Date of Award

3-1985

Degree Type

Thesis

Degree Name

Doctor of Philosophy (PhD)

Department

Economics / Economic Policy

Supervisor

Professor J.R. Williams

Co-Supervisor

Professor R.A. Muller

Committee Member

Professor D.W. Butterfield

Abstract

This thesis develops a computable, non-linear programming, general equilibrium model of the Canadian textile sector for the purpose of addressing certain trade policy issues.

One of the unique features of the model is the specification of the objective function-- a CES nested in a Cobb-Douglas function. This objective function incorporates the assumption of diminishing marginal utility, an assumption which is almost universally accepted in microeconomic theory but which is conspicuously missing in linear programming models. This objective function also allows for imperfect substitutability between domestically produced textiles and imported textiles.

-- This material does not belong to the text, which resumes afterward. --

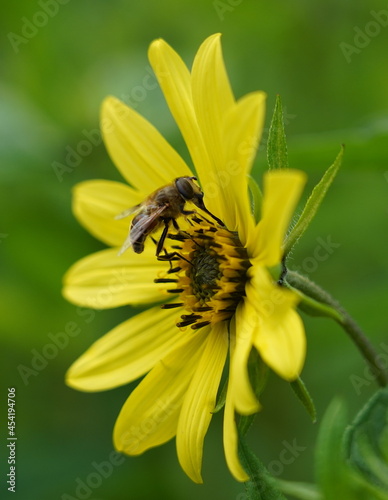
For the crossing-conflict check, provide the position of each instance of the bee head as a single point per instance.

The textile sector is significantly disaggregated to allow for the interconnections among the various textile industries in the sector. In addition, unlike partial equilibrium models which do not consider what happens to other industries outside the sector under study, this model is able to shed some light on the behaviour of these industries.

The model is solved by an optimization package called MINOS (a modular in-core nonlinear optimization system) and then used to predict the 1979 variables to set a benchmark for the model. The model predicts most variables reasonably well.

The results of the experiments confirm Bhagwati's concept of equivalence as applied to general equilibrium models. The results also show that if protection in textiles is removed, imports will pour in, leading to declines in output and employment in the textile industries. The finding that there is considerable anti-protection in the textile sector agrees with the view expressed by other writers. The results also show that, in general, a textile industry at a later stage of processing tends to expand if it is the only one protected and an industry at an early stage of processing tends to contract if it is the only one protected.

Given any quota, its tariff equivalent can be computed using the model. With reference to tariffs and subsidies, the results show that one cannot say categorically that one means of protection is generally preferable to the other, a finding which is consistent with the trade distortions literature.